Australia’s government is considering whether to cancel a 99-year lease it granted to China’s Landbridge Group for the strategic northern port of Darwin in 2015. Landbridge denies posing a national security risk in running the port, which is close to a U.S. military base and is a logistics hub for U.S. and Australian forces that train together regularly.

Friction over the port has grown since China began using economic coercion against Australia — blocking access to Chinese markets — after the Australian government called for a renewed investigation into the Chinese origin of the COVID-19 pandemic.

Targeting ‘strategic strongpoints’

Before he became White House national security adviser, Jake Sullivan wrote in May 2020 that China is on the march and no longer can be considered a responsible partner in the U.S.-led international order.

“There is the campaign to control the crucial waterways off China’s coast, as well as reported plans to create a chain of bases and logistical facilities farther afield,” Mr. Sullivan said in a Foreign Affairs article co-written with Hal Brands, a scholar with the Johns Hopkins School of Advanced International Studies.

The two pointed to “systematic efforts” by Beijing to “refine methods of converting economic influence into economic coercion throughout the Asia-Pacific and beyond.”

Analysts point to a range of scenarios.

Isaac B. Kardon, an assistant professor at the Naval War College and a member of its China Maritime Studies Institute, said some of the 95 Chinese ports will be used as “strategic strongpoints” for the PLA to conduct sustained overseas military operations of increased complexity and duration.

The Chinese Communist Party, Mr. Kardon said, is pushing a program dubbed “military-civilian fusion,” which will help PLA forces use overseas terminals run by Chinese firms. “The plan depends on commercial ports to support its growing operations overseas,” he said.

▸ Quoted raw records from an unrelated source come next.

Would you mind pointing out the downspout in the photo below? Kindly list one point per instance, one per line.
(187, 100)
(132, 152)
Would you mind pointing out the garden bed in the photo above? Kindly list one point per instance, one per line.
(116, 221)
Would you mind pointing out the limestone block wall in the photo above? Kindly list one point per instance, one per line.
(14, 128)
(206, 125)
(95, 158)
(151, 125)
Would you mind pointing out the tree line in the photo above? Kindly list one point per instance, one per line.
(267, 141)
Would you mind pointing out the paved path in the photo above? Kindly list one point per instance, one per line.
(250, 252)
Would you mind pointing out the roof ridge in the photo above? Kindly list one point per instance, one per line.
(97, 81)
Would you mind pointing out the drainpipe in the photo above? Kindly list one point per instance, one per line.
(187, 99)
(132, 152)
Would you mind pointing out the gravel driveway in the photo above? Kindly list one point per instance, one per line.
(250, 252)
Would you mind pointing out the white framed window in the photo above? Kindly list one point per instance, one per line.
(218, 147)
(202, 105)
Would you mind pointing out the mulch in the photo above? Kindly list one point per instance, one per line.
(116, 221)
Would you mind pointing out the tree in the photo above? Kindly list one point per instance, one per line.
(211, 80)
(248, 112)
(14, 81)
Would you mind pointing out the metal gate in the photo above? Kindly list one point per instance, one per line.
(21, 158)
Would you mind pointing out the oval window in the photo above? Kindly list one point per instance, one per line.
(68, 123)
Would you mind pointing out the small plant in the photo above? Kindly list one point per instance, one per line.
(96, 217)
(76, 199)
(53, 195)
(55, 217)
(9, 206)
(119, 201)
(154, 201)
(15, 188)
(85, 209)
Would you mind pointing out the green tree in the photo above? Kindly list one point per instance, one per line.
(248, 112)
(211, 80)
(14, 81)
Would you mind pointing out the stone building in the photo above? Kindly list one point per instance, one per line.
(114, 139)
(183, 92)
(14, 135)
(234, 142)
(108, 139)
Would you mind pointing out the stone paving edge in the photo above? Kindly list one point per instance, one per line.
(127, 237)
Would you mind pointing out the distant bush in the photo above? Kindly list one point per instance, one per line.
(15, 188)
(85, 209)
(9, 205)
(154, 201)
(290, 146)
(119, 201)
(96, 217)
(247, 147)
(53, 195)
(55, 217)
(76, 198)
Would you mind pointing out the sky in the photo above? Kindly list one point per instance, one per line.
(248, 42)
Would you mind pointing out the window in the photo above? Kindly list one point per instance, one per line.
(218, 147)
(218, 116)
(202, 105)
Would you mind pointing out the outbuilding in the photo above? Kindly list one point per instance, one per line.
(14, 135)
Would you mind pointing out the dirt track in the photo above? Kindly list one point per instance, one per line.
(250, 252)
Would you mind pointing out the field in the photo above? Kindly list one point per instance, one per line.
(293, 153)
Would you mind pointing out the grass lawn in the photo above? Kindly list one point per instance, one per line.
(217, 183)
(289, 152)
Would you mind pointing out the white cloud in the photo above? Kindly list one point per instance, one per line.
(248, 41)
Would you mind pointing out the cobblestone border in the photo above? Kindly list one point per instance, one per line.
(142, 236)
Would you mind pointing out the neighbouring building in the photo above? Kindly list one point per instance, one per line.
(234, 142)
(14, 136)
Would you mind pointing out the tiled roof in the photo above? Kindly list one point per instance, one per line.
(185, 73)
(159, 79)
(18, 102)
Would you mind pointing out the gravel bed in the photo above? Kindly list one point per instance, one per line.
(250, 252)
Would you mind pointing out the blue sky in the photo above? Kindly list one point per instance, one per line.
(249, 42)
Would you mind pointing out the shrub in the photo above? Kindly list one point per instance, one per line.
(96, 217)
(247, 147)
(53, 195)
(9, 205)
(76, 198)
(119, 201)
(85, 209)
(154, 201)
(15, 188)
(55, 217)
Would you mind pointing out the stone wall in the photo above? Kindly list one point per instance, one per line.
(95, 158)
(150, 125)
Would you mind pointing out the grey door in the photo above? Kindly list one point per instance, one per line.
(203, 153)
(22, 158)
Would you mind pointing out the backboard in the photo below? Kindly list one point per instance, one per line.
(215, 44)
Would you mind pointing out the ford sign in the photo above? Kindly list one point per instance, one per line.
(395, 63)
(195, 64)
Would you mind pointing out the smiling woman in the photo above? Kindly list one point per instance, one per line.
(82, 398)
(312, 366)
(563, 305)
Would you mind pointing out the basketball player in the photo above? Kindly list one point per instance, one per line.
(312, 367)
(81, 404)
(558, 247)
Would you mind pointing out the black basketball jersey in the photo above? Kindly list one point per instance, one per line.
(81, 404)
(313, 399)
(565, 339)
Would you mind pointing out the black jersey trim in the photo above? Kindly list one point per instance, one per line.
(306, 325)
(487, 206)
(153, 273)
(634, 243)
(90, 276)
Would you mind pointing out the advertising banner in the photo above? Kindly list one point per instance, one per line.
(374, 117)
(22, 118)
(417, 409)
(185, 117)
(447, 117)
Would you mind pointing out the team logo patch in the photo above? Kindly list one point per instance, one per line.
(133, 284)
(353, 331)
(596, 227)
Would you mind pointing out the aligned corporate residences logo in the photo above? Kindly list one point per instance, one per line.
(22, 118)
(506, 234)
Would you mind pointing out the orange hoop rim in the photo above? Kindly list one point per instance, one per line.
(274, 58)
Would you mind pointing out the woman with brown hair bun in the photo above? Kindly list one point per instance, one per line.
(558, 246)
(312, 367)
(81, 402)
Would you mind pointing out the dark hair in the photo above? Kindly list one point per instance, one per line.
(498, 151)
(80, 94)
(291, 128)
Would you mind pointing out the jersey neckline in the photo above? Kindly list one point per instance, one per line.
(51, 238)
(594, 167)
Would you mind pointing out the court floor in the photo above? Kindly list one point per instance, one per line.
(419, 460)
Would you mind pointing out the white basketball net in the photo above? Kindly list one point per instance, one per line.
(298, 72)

Retired U.S. Navy Capt. Stu Cvrk said China is creating “hub-and-spoke” transportation infrastructure through ports and bases to facilitate access to strategic raw materials and natural resources to fuel its manufacturing and production. “The hub-and-spoke network seeks to control the world’s supply of rare earth elements and guarantees Chinese access to oil, gas, minerals, metals and other materials used in Chinese industries,” he said.

He added that China’s global economic initiatives provide cover for long-term objectives, specifically military expansion that could one day include PLA bases in Trieste, Italy; Lamu, Kenya; Eyl, Somalia; Eyl, Somalia; Bagamoyo, Tanzania; Bata, Equatorial Guinea; Tangier, Morocco; and El Hamdania, Algeria.

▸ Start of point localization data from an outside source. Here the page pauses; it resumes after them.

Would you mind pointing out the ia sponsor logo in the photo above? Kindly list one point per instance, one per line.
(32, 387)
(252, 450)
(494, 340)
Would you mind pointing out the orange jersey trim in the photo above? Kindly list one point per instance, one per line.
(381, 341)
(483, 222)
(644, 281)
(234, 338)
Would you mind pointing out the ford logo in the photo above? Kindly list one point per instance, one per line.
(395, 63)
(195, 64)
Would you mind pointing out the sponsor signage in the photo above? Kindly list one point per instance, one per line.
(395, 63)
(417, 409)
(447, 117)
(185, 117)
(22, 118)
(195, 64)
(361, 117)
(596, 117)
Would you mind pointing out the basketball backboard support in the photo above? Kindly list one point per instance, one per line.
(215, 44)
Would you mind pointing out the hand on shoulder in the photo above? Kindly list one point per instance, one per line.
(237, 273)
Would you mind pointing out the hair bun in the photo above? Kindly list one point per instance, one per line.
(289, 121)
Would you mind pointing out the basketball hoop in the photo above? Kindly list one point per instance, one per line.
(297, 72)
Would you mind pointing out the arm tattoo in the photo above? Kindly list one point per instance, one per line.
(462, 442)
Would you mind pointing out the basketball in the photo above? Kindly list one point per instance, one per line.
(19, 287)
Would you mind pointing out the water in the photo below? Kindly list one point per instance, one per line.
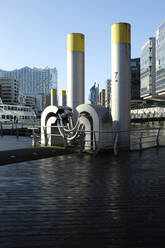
(84, 201)
(8, 142)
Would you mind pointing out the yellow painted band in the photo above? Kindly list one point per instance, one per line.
(120, 33)
(63, 92)
(75, 42)
(53, 91)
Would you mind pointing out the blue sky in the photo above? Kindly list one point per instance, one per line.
(33, 33)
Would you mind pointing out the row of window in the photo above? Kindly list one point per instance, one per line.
(15, 108)
(11, 117)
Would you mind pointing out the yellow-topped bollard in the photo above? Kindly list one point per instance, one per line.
(75, 69)
(120, 86)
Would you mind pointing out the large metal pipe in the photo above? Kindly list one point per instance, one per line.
(120, 73)
(54, 97)
(75, 70)
(63, 98)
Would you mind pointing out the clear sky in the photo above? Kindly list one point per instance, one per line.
(33, 32)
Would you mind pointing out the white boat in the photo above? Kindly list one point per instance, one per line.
(16, 113)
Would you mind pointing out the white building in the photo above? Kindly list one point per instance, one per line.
(147, 69)
(33, 81)
(160, 60)
(9, 91)
(108, 93)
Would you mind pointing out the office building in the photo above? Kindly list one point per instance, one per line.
(135, 79)
(147, 69)
(160, 60)
(102, 97)
(9, 91)
(107, 93)
(33, 81)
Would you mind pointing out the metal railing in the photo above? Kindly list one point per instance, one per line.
(140, 138)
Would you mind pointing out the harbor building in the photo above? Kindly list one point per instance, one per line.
(107, 93)
(160, 60)
(102, 97)
(9, 91)
(33, 81)
(135, 79)
(147, 69)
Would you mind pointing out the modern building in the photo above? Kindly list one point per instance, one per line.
(135, 79)
(30, 101)
(102, 97)
(108, 93)
(160, 60)
(94, 94)
(9, 91)
(147, 69)
(33, 81)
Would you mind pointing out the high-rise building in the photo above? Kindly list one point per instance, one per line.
(102, 97)
(9, 91)
(160, 60)
(33, 81)
(107, 93)
(135, 79)
(147, 69)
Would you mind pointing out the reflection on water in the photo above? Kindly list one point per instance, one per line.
(148, 137)
(84, 201)
(8, 142)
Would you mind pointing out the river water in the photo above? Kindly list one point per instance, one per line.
(84, 201)
(148, 140)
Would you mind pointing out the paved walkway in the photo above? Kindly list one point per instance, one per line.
(84, 201)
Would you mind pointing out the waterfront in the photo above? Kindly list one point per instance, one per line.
(84, 201)
(9, 142)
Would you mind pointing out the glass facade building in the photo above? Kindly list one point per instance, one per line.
(160, 59)
(135, 79)
(33, 81)
(147, 69)
(108, 93)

Capt. Cvrk said other Chinese ports and bases under consideration include Uganda’s Entebbe International Airport and port cities in Angola, Kenya, the Azores and Tanzania. “The PLA navy is expanding its ability to ‘protect’ Chinese commercial shipping routes, as well as its ability to conduct the U.S. equivalent of ‘presence missions,’” he said.

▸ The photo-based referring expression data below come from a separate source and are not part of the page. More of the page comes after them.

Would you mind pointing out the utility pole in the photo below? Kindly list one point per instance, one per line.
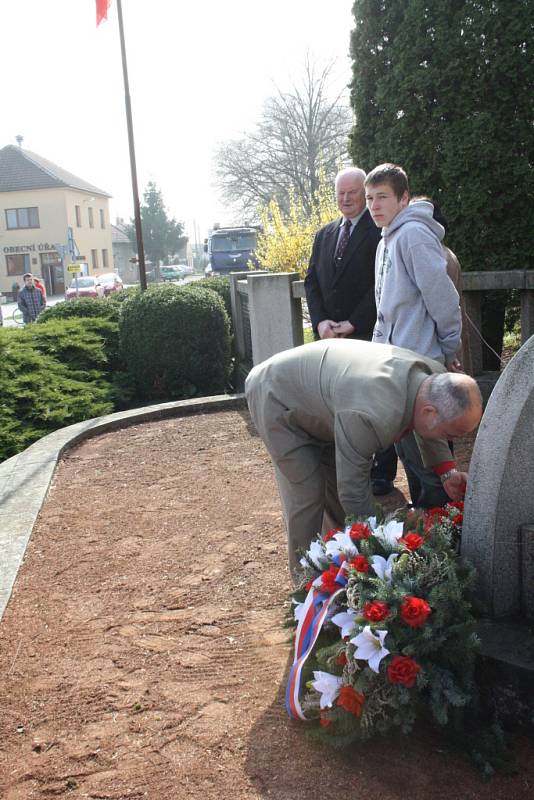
(133, 168)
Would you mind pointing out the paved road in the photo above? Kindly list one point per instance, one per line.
(7, 309)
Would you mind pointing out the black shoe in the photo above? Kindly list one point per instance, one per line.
(381, 486)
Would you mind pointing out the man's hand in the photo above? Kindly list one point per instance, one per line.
(327, 329)
(344, 328)
(455, 486)
(453, 365)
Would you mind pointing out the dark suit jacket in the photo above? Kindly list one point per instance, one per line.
(346, 291)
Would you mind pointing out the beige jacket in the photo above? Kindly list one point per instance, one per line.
(358, 395)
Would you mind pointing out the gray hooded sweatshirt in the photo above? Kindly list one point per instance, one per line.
(417, 304)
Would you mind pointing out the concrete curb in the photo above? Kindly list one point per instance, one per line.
(25, 478)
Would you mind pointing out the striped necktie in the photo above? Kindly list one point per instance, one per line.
(343, 241)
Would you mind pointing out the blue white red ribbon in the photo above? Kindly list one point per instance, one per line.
(314, 613)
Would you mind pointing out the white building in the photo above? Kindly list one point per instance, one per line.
(48, 219)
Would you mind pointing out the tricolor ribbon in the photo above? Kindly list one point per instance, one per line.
(314, 613)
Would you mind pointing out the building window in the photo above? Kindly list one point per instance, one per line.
(18, 265)
(22, 218)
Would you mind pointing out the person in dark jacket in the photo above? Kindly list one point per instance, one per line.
(340, 285)
(30, 300)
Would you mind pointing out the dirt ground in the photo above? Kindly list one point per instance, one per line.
(143, 653)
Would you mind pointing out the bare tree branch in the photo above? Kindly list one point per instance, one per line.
(300, 132)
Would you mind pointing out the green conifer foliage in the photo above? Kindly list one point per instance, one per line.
(445, 89)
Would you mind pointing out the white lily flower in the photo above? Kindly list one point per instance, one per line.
(328, 685)
(345, 621)
(297, 611)
(316, 555)
(341, 544)
(390, 533)
(370, 647)
(383, 569)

The Chinese ports are part of a larger strategy that includes ringing and neutralizing rival India, shifting the military balance in the Middle East from the United States to China and eventually providing strategic port encirclement of the United States, Capt. Cvrk said.

Retired Indian Army Col. Vinayak Bhat said the Chinese Communist Party ultimately seeks a dominant role in the world economy.

“The objectives of this policy are strongly supported by the PLA through their overseas bases, which are carefully chosen to control all strategic sea lanes of communication as well as road networks that are part of the Belt and Road Initiative,” Col. Bhat said.

“The PLA overseas bases,” he said, “are used as a tool to further the aims of [the] CCP to dominate and control the world.”